The two men huddled up either side of the drunken figure.

“Why, it’s the blessing of the Technocracy,” one replied.

“Yeah, they made it, and now Antiford will be greater than ever,” said the other.

“They didn’t make squat,” the old man grumbled before taking a drink from his glass. “Stole it they did, and it ain’t nothing new either. They’re just playin you for suckers.”

The two men smirked to each other in disbelief and patted the old man on the back as they chuckled, but he quickly swatted them off.

“It’s true I tell ya,” the old man barked. “He looked to them with his eyes screwed up tight. “Ever wonder how the Arbiter stays up without any ballast? Hmm? Or the Manticore?”

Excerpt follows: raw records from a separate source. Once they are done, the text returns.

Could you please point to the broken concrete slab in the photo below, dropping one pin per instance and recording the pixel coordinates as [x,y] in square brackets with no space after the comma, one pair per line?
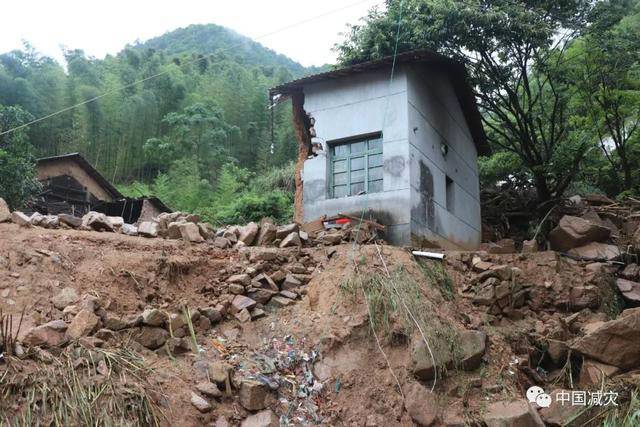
[292,239]
[266,418]
[596,251]
[284,230]
[97,221]
[70,220]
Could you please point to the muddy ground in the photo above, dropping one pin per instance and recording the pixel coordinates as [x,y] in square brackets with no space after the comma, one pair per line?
[329,367]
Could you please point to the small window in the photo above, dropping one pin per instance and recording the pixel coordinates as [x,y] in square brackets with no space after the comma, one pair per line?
[356,167]
[450,194]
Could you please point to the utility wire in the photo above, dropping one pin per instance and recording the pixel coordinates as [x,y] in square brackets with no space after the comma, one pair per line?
[118,89]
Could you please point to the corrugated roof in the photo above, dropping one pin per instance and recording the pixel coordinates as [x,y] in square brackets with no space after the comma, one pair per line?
[88,168]
[455,70]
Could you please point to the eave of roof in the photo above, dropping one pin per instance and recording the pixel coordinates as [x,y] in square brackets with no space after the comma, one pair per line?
[88,168]
[456,72]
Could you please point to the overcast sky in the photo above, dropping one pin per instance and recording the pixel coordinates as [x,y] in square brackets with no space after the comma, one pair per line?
[102,27]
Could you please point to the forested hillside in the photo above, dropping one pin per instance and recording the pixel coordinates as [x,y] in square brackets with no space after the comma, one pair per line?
[208,107]
[558,84]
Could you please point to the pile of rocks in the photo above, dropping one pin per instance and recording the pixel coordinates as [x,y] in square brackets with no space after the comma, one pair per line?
[190,228]
[269,279]
[498,287]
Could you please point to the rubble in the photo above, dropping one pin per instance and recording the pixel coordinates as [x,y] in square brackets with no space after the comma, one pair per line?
[516,413]
[253,395]
[50,334]
[97,221]
[200,403]
[572,232]
[596,251]
[616,342]
[20,219]
[70,220]
[630,290]
[83,324]
[148,229]
[421,405]
[5,213]
[264,418]
[594,373]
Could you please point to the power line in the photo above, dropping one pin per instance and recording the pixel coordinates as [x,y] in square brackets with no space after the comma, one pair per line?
[137,82]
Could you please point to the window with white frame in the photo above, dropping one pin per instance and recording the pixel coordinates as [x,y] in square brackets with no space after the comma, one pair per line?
[356,167]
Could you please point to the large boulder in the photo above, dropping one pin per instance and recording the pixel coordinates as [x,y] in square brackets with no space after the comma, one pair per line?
[594,373]
[471,344]
[572,232]
[516,413]
[190,232]
[48,335]
[421,405]
[83,324]
[267,234]
[148,229]
[616,342]
[97,221]
[152,338]
[630,290]
[19,218]
[284,230]
[5,213]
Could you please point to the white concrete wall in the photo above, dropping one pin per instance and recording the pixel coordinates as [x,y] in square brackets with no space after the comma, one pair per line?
[415,114]
[435,117]
[360,105]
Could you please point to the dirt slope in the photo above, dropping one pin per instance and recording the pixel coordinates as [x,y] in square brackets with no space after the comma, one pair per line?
[320,351]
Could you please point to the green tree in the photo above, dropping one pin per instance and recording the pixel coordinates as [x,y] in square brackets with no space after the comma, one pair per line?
[512,51]
[17,166]
[604,66]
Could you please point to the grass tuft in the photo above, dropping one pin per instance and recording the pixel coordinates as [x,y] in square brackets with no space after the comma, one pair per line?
[388,297]
[81,387]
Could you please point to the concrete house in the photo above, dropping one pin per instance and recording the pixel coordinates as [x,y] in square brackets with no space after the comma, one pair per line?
[405,149]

“With all those big propellers, right?”

“Ha, the Maticore went down years ago,” scoffed one of the men.

“I meant before that!”

“Okay,” the other man said humoring the old man. “Tell us. We want to know.”

“During the Prush war, the Technocracy was up against the ropes. They were in too deep and nothing was going to save them, especially with all the great houses gone after the revolution. Only one house remained, Delgado. But they had no airships left.”

The old man took another drink.

“But they had sailing ships,” he nodded. “Big ones too. Some of the biggest Orr had ever seen. They had been useless in the air war of the revolution, which is why they survived, but now the Technocracy was desperate.”

“Are you saying…”

“Shut it,” scoffed the old man. “As I was saying, your so called saviors were desperate. They reached out to every mind in Antiford as to how they could get those puppies airborne. A great scientist came forward with a theory, asimer, but it was untested. For months they ran tests. They almost gave up too when the Golden Lance exploded in a purple ball of fire, taking a dozen lives. Shame.”

The two men glanced at each other as they weighed the truth of the tale before settling up closer to the old man.

“But with the empire on the line, they kept at it and eventually figured it out. Well, enough so as to get three ships in the air. The Manticore, The Justicar, and The Arbiter.” The old man counted out each on his frail fingers.

“They turned the tide of the war immediately. Those Prush bastards didn’t know what hit ‘em. The Justicar didn’t make it, and yes, the Manticore went down shortly after, but every man in Argenstrath has seen the Arbiter. Biggest of the three, it still dwarfs those Technocratic bootlegs.”

“If the Technocracy has had asimer this whole time, how come they haven’t shown us before?”

“It wasn’t perfected,” the old man sighed. “They got lucky with those three ships, but the inventor disappeared before the war ended.”

“How do you know this stuff?” one of the men asked doubtfully.

The old man pulled the cuff of his jacket back to reveal an intricate tattoo of a sword with one word across the blade, “Justicar.”